As mentioned in last week’s post, such consolidation patterns tend to be continuation patterns. Both indices were in clear down trends before entering rectangular consolidation zones. Which means that the break out from the ranges are likely to be downwards.
However, I’ve mentioned this before and it may bear repetition that technical analysis is not a science. Price patterns don’t always behave as per expectations. Some good news may lead to a bullish price spurt. Likewise, bad news can lead to a sudden sharp drop.
BSE Sensex index chart
Last week’s trading produced a bullish bar on the BSE Sensex chart, with the highest weekly close for the past 10 weeks. The index faces twin resistances from the falling 20 week EMA and the support-resistance level of 17300.
Even if the Sensex manages to climb back into the descending triangle, it will face stronger resistances from the falling 50 week EMA and the blue down-trend line. But the odds of the bears striking back next week seem to have improved.
Both FIIs and DIIs were net sellers on Fri. Oct 14 ‘11, but the index gained 200 points. That means index stocks were bought and non-index stocks were sold. Reliance was one of the market leaders during the week’s trading, but declared less-than-stellar Q2 results today. Likely profit booking in Reliance will pare Sensex gains.
The technical indicators have improved some what, but they are not really holding out much bullish hopes. The MACD has moved up a bit in negative territory, but is still below its signal line. The ROC has smartly crossed above its 10 week MA, but is in negative zone. Both the RSI and the slow stochastic have emerged from their oversold zones, but are well below their 50% levels. More consolidation within the rectangular trading range can be expected.
NSE Nifty 50 index chart
The old saying: ‘Beauty is in the eyes of the beholder’ may well apply to the state of the NSE Nifty 50 index chart pattern.
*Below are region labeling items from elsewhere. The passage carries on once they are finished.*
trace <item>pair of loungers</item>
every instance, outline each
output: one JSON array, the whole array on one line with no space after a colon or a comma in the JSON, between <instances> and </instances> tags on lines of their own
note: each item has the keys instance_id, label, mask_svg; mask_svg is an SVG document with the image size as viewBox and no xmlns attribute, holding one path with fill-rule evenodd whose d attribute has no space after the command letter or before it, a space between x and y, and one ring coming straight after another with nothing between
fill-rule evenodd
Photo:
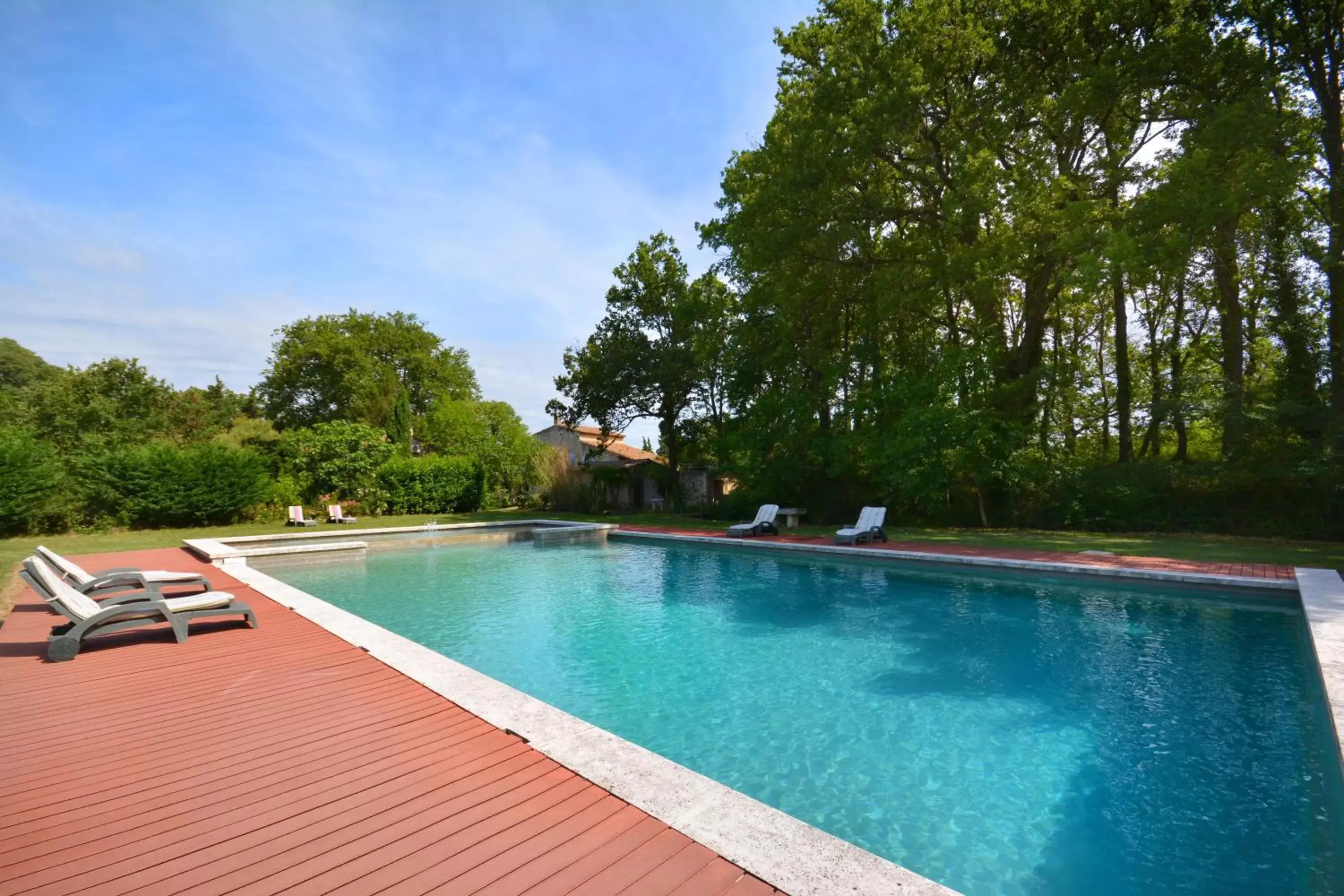
<instances>
[{"instance_id":1,"label":"pair of loungers","mask_svg":"<svg viewBox=\"0 0 1344 896\"><path fill-rule=\"evenodd\" d=\"M345 516L340 509L339 504L331 504L327 506L327 521L328 523L359 523L352 516ZM285 525L317 525L317 520L312 520L304 516L304 508L297 504L289 508L289 519L285 520Z\"/></svg>"},{"instance_id":2,"label":"pair of loungers","mask_svg":"<svg viewBox=\"0 0 1344 896\"><path fill-rule=\"evenodd\" d=\"M179 642L187 639L188 623L202 617L241 615L257 627L251 607L231 594L211 591L210 582L195 572L105 570L94 575L39 547L23 562L19 576L70 621L51 630L47 657L54 662L74 660L87 638L159 622L167 622ZM165 596L165 586L200 586L202 591Z\"/></svg>"},{"instance_id":3,"label":"pair of loungers","mask_svg":"<svg viewBox=\"0 0 1344 896\"><path fill-rule=\"evenodd\" d=\"M780 528L774 520L780 514L778 504L762 504L757 516L750 523L738 523L728 527L730 539L741 539L749 535L780 535ZM887 520L887 508L863 508L859 521L836 532L836 544L872 544L886 541L887 533L882 524Z\"/></svg>"}]
</instances>

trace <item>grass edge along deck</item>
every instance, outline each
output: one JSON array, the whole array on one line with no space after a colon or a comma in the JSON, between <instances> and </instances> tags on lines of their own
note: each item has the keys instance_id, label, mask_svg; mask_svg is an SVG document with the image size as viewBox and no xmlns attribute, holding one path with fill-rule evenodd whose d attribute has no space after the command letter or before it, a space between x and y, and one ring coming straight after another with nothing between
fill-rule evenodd
<instances>
[{"instance_id":1,"label":"grass edge along deck","mask_svg":"<svg viewBox=\"0 0 1344 896\"><path fill-rule=\"evenodd\" d=\"M794 896L956 891L243 563L222 567L370 656Z\"/></svg>"},{"instance_id":2,"label":"grass edge along deck","mask_svg":"<svg viewBox=\"0 0 1344 896\"><path fill-rule=\"evenodd\" d=\"M829 555L833 559L844 556L862 559L883 559L896 562L919 562L939 566L961 566L997 568L1017 572L1047 572L1070 576L1102 576L1148 582L1171 582L1176 584L1196 584L1212 587L1254 588L1288 596L1298 591L1297 575L1308 572L1294 570L1293 578L1215 575L1188 570L1133 568L1116 564L1068 563L1059 560L1024 560L984 555L938 553L925 551L903 551L890 547L837 547L792 540L728 540L722 535L673 533L649 529L621 529L614 525L575 525L552 520L523 520L493 524L457 524L426 527L433 532L454 529L473 531L482 528L583 528L598 529L601 537L630 540L656 540L672 543L699 543L726 549L765 549L796 553ZM422 531L417 527L401 531ZM316 533L313 533L316 535ZM285 541L312 539L313 535L280 536ZM364 535L363 532L351 535ZM368 532L368 535L374 535ZM273 537L273 536L271 536ZM247 539L266 541L267 536ZM192 544L200 553L200 545ZM237 545L238 541L231 544ZM301 549L301 548L300 548ZM288 552L288 551L286 551ZM474 669L448 660L422 645L396 635L360 617L340 610L320 598L309 595L293 586L285 584L265 572L242 566L246 557L215 557L216 564L228 564L233 572L258 591L284 595L286 606L294 606L300 613L310 611L319 625L328 627L337 637L351 643L359 643L374 656L405 674L422 681L444 696L462 703L493 724L517 731L530 737L542 752L579 774L601 783L612 793L628 799L653 817L664 821L692 840L703 842L731 861L738 862L751 873L771 884L798 893L800 896L837 896L840 893L949 893L948 888L930 881L886 858L863 850L847 841L839 840L817 827L759 803L745 794L719 785L672 760L659 756L637 744L590 725L563 711L535 697L499 682ZM1332 571L1309 571L1328 576ZM1308 582L1314 579L1308 576ZM1308 587L1301 587L1305 592ZM1318 588L1317 588L1318 590ZM1341 598L1344 600L1344 598ZM1306 598L1304 596L1304 604ZM305 613L306 615L306 613ZM1313 649L1317 672L1325 684L1327 711L1331 712L1336 731L1336 751L1344 737L1344 625L1340 633L1340 656L1332 660L1328 643L1317 641L1317 623L1312 623ZM333 627L335 626L335 627ZM371 642L371 643L367 643ZM1325 654L1322 656L1322 650ZM442 688L442 689L441 689Z\"/></svg>"}]
</instances>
The bulls may justifiably celebrate the fact that the index closed above its 50 day EMA for the first time in nearly three months.
The bears will be quick to point out that the index is still within its 10 weeks long rectangular trading range, and the highest trading volumes during the week occurred on the two down days (Tue Oct 11 ‘11 and Thu Oct 13 ‘11). A sign of distribution?
The technical indicators are looking bullish, but with some warning signs. The MACD is trying to enter positive territory after crossing above its signal line. The ROC has already entered the positive zone after crossing above its 10 day MA, but has started slipping. The RSI has risen above its 50% level. The slow stochastic has climbed a bit too quickly into its overbought region. A correction may be round the corner.
Inflation remains stubbornly high, which means another rate hike by the RBI is almost inevitable. The UPA government is bereft of ideas about what to do to stop the visible slide in economic growth. Good Q2 results from Infosys pepped up the market last week. RIL’s results is likely to stifle the bullish fervour.
Bottomline? The BSE Sensex and the Nifty 50 index chart patterns appear to be stuck in their rectangular trading ranges. A market trend is supposed to remain in force till it gets reversed. Both indices have been in down trends for more than 11 months. As yet, there are no signs of a trend reversal. Stay on the sidelines, but spend your time fruitfully by studying annual reports in detail.